Step 2: Convert grams of potassium to moles
Use the molar mass of potassium (K) to convert the given mass of potassium (35.0 g) to moles. The molar mass of potassium is 39.10 g/mol.
35.0 g K * (1 mol K / 39.10 g K) = 0.895 mol K
Step 3: Determine the stoichiometry
Based on the balanced chemical equation, the stoichiometric ratio between K and HBr is 2:2. This means that for every 2 moles of potassium, we need 2 moles of HBr for a complete reaction.
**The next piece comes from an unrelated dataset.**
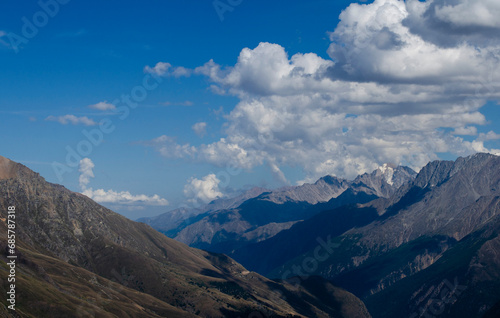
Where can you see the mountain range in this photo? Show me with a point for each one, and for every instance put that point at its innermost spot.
(266, 213)
(75, 258)
(407, 244)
Step 4: Calculate the volume of HBr
To find the volume of 2.6 M HBr required, we can use the equation:
moles = Molarity * Volume (in liters)
Since we want to find the volume, we can rearrange the equation as:
Volume (in liters) = moles / Molarity
Volume (in liters) = (0.895 mol K / 2) / (2.6 mol/L)
Volume (in liters) = 0.172 L
Step 5: Convert the volume to milliliters (mL)
To convert the volume from liters to milliliters, use the conversion factor: 1 L = 1000 mL.
Volume (in mL) = 0.172 L * 1000 mL/L = 172 mL
Therefore, the minimum volume of 2.6 M HBr required to completely dissolve 35.0 g of potassium metal is 172 mL.